In application, the target audio segment is an audio segment of which the classification result is the first classification result in the audio segments. Specifically, if 3 of the 5 audio segments are the first classification result, the distance between the 3 audio segments is obtained, and the average value of the distance is obtained to determine whether the average value of the distance is greater than the fourth threshold.

In application, the third threshold and the fourth threshold are both thresholds that are set in advance by a user inside the noise reduction apparatus. Specifically, the third threshold may be 3, the fourth threshold may be 1, that is, of the 5 audio segments, the target audio segment that is the first classification result is greater than or equal to 3, and the obtained average distance value is greater than or equal to 1, then it is determined that the current audio segment is a noise segment.

In application, the second noise probability is a probability that the current audio segment is determined to be a noise segment, that is, the second noise probability may be considered to be 1. If the first noise probability of the preliminary determination is 0.2, in the subsequent calculation step, the noise occupancy is greater than or equal to the third threshold and the distance average is greater than or equal to the fourth threshold, the first noise probability 0.2 may be updated to a second noise probability 1, which is used to determine that the current audio segment is a noise segment.

In this embodiment, the classification result of the current audio segment is determined by combining the classification result of the previous N frames and the interval average value, which can be used to improve the classification precision of the current audio segment and accurately suppress noise.

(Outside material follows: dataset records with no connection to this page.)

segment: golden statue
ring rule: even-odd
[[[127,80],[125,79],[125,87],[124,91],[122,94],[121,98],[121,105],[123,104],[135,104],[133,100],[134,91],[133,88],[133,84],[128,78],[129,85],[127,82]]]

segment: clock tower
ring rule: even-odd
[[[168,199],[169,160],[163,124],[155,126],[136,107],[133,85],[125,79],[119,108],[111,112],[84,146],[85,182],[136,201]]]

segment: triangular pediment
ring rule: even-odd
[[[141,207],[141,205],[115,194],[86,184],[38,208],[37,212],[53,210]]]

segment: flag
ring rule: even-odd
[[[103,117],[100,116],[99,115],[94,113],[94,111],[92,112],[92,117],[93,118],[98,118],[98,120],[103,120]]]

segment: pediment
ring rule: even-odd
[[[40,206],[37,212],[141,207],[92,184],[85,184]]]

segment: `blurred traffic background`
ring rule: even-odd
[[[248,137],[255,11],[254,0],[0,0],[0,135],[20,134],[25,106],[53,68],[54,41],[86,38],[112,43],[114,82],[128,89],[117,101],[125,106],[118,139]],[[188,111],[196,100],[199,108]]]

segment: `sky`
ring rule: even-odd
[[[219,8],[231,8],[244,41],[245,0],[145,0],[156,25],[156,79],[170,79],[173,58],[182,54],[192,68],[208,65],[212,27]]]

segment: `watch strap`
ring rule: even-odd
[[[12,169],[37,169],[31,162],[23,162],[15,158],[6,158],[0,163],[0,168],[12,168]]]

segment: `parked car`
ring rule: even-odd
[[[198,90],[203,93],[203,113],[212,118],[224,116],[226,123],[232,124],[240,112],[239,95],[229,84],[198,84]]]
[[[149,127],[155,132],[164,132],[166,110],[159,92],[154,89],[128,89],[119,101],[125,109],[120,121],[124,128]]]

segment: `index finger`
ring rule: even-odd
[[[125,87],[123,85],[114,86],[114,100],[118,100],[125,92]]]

In one embodiment, step S106 includes:

acquiring the frequency spectrum of the current audio clip;

obtaining an iterative noise spectrum of a previous noise segment;

N_k(n)＝N_k-1(n)+γY_k(n)；

In application, the frequency spectrum of the current audio segment may be obtained by performing fourier transform on the current audio segment, and the calculation formula thereof is described above, which is not discussed too much. In application, the iterative noise spectrum of the previous noise segment is obtained through iterative model calculation. Specifically, when K is 1, the iterative noise spectrum of the previous noise segment is 0, and the current iterative noise spectrum is calculated by multiplying the frequency spectrum of the current audio segment by the iterative factor, and when K is 2, the current target noise spectrum N is calculated₂(n)＝N₁(n)+γY₁(n)。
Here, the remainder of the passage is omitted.